Lith a grogné d’agacement.
« Si tu dois crier et être grossier, il y a la porte. Si tu veux que je m’occupe de lui… » Lith a tendu la main droite en désignant de la gauche un panneau sur le mur qui disait :
« Paiement à l’avance. Pas de remboursement. »
« Te payer ? Tu as quel âge, quatre ans ? »
« Presque six et demi. Encore une fois, si vous ne payez pas, faites de la place pour de vrais clients. Si vous voulez des miracles, n’hésitez pas à prier, mais faites-le dehors. » Le ton de Lith était froid comme la pierre.
« Ok, ok ! » Abandonna Renkin « Voici tes quatre maudites pièces de cuivre. »
« Huit. » Lith l’a arrêté avant qu’il ne puisse sortir l’argent de sa poche.
« C’est clairement une blessure profonde, nécessitant deux sorts de niveau 2, voire même un niveau 3. Dans tous les cas, le prix est fixé à huit pièces de cuivre. » Lith désigna un autre panneau, indiquant les prix :
“Bilan de santé : 1 pièce de cuivre. Sorts de niveau 1 : +1 cc. Sorts de niveau 2 : +3 cc. Sorts de niveau 3 : +7 cc.”
« Ce sont les prix de Nana ! Tu n’est pas Nana ! »
« Vraiment ? » Lith imita le ton désagréable de son maître.
« Qu’est-ce qui m’a trahi ? L’âge ? La taille ? Le sexe ? Tu es vraiment perspicace, digne d’un marchand. »
Renkin s’étouffait dans sa propre colère. Un tel petit morveux arrogant !
« Je voulais dire que tu ne devrais pas en demander autant ! Ton Maître ne t’a pas parlé de notre accord ? »
Lith se contenta de pointer du doigt la fin du deuxième panneau, où était écrit en gros caractères rouges vifs « Pas de rabais, jamais. »
« Tu n’as pas de coeur ? Comment peux-tu demander autant ? Tu es si jeune et inexpérimenté, après tout ! » Durant toutes ses années en tant que marchand, Renkin était fier de n’avoir jamais surpayé un produit. Il était déterminé à obtenir un rabais à tout prix.
« Je pourrais arguer que je ne pense pas que vous ayez déjà accordé une remise à quelqu’un juste pour souligner votre âge ou votre sympathie.
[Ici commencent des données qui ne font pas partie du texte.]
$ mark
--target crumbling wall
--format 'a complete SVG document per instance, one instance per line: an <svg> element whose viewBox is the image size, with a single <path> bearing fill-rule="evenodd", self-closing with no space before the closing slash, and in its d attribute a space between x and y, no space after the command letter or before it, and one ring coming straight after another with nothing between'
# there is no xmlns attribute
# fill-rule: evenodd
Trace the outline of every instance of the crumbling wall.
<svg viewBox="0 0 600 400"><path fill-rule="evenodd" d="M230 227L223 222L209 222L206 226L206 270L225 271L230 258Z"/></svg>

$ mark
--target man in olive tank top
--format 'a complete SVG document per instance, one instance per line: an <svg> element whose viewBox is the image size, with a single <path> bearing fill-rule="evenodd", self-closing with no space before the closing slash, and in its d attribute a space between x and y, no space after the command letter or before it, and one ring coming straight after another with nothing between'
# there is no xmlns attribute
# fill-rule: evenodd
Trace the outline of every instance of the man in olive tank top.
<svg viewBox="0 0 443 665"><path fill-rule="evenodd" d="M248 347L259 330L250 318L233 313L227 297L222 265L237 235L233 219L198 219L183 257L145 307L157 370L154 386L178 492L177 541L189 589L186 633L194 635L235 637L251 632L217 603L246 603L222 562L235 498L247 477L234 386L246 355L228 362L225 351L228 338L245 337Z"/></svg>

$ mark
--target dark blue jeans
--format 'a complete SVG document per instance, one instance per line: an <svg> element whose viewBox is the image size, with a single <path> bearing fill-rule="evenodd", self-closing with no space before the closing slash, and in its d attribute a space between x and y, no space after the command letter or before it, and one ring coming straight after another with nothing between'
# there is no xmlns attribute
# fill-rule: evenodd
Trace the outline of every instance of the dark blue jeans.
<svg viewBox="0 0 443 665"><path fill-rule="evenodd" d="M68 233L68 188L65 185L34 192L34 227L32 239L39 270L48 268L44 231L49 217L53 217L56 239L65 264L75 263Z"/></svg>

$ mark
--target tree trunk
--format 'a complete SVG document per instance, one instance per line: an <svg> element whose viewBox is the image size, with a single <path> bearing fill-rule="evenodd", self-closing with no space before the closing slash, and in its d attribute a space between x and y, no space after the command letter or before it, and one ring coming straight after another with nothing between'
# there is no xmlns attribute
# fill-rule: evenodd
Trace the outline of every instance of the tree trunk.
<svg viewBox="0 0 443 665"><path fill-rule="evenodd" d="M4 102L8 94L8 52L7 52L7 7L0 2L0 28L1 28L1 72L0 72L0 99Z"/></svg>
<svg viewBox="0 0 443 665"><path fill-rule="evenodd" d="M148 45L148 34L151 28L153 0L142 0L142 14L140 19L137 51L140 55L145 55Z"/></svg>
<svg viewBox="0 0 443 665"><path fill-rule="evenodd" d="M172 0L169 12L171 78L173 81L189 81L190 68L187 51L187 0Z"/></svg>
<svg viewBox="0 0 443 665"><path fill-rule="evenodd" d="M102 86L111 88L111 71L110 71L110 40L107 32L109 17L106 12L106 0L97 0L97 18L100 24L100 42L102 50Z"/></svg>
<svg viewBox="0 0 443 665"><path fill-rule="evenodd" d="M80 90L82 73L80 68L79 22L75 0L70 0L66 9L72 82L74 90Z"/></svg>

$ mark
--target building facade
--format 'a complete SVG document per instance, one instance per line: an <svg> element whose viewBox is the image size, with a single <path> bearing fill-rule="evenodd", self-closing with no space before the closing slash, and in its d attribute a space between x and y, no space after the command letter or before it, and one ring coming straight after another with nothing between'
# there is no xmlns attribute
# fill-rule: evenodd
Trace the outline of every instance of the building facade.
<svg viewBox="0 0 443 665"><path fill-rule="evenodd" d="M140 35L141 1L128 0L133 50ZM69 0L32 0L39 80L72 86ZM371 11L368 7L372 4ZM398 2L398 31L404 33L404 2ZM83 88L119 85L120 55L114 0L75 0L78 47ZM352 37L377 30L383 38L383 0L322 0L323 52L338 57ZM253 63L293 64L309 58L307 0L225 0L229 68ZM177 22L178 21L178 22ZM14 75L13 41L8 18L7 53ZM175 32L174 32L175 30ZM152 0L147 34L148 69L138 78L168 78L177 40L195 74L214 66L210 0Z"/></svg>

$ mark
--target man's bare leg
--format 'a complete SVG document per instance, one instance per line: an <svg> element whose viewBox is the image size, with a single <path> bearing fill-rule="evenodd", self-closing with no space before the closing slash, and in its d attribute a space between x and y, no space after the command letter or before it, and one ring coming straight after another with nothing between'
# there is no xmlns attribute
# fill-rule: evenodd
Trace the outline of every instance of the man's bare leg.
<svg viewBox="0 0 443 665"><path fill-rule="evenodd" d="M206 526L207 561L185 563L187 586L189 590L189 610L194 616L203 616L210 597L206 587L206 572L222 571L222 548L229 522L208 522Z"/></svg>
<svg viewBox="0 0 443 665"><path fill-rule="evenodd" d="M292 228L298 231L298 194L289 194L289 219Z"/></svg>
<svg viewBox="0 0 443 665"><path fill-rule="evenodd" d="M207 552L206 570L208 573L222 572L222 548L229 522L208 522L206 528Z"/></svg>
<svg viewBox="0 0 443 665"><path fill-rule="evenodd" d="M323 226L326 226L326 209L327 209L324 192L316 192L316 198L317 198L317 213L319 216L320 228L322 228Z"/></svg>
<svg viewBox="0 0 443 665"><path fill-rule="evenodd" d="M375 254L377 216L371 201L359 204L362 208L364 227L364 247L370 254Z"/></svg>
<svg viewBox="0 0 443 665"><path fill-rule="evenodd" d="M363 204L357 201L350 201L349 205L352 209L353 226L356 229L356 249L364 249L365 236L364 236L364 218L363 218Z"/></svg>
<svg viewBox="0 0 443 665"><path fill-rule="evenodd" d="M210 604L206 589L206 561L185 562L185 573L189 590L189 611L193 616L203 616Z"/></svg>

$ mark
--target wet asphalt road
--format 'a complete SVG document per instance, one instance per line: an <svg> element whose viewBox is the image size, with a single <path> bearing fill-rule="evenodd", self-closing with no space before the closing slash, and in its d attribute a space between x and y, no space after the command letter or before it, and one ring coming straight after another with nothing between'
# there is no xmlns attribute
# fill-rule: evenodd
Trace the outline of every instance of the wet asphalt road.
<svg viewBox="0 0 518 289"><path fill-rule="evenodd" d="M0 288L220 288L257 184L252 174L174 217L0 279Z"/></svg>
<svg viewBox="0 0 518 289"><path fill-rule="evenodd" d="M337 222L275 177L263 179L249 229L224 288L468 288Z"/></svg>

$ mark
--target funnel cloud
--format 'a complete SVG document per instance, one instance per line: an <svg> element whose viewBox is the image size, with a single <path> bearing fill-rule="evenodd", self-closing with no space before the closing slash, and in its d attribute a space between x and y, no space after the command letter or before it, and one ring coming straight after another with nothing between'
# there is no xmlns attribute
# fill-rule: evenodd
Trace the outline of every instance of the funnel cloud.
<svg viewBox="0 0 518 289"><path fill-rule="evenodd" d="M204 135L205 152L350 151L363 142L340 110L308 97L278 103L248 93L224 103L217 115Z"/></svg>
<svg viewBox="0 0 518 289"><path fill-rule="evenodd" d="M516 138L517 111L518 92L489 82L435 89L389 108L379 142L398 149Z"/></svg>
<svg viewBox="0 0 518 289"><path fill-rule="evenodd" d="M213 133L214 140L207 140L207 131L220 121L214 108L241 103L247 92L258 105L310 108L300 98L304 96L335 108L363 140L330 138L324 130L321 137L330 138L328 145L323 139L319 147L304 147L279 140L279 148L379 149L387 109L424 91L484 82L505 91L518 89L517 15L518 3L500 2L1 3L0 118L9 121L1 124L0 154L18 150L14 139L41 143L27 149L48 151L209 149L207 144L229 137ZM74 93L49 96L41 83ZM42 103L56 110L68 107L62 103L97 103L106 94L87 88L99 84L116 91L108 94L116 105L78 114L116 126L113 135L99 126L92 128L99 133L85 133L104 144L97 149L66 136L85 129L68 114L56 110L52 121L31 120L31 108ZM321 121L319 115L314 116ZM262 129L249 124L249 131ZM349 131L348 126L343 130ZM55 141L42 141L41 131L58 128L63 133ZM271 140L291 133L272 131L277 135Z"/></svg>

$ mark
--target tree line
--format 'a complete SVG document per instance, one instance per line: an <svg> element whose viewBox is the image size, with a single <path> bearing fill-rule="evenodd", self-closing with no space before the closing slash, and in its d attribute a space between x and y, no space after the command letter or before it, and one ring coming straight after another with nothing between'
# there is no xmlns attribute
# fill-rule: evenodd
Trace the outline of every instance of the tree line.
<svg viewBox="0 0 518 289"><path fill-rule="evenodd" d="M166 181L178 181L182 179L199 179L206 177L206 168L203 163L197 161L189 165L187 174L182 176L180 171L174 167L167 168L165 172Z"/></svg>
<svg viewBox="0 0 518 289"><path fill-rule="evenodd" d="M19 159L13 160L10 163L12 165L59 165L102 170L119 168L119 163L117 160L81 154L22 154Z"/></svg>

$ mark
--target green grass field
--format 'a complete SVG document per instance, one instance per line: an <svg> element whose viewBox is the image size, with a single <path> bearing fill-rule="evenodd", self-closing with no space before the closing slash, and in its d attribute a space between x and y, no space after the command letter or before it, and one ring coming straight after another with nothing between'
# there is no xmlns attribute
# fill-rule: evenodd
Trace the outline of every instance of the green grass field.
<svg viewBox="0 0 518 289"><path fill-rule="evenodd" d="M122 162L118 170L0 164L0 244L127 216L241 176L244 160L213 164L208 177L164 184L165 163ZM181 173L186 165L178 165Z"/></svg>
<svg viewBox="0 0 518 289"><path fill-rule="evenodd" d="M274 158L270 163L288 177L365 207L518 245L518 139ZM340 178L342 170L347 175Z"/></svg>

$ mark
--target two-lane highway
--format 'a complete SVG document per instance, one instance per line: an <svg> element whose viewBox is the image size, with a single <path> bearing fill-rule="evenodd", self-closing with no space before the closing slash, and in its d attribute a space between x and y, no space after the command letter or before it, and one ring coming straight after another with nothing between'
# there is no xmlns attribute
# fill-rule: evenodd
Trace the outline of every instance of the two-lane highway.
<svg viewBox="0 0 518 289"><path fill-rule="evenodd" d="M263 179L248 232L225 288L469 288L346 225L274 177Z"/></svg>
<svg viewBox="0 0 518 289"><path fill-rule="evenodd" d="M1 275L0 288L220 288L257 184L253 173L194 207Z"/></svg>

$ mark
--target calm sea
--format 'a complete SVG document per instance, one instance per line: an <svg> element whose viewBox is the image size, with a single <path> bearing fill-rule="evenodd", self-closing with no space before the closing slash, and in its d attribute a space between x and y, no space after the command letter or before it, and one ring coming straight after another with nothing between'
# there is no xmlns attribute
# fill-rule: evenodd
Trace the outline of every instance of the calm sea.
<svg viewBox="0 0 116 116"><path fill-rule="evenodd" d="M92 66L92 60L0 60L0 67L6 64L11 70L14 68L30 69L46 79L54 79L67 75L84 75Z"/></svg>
Aussi, lequel d’entre nous négocie la vie de son fils ? Je doute que toute la magie de guérison du monde lui fasse du bien une fois qu’il se sera vidé de son sang. »
Se souvenant finalement de son fils bien-aimé Garth, Renkin a finalement payé les frais, laissant Lith faire son travail.
« Que s’est-il passé ? » Lui demanda Lith après avoir utilisé ‘Vinire Rad Tu’ couplé à Invigoration, détectant une profonde blessure par coupure qui manquait l’artère fémorale d’un pouce.
« Ce crétin et son meilleur ami idiot ont eu la brillante idée de s’entraîner à l’épée avec de vraies épées, voilà ce qui s’est passé. »
« Il a perdu beaucoup de sang. » Dit Lith après avoir parfaitement soigné la jambe. « Gardez-le au lit et faites-lui manger de la viande saignante. »
Plus tard, ce jour-là, quand Renkin est revenu se plaindre à Nana de son disciple, elle lui a ri au nez pendant une minute entière, avant de lui claquer la porte, le laissant sur le seuil.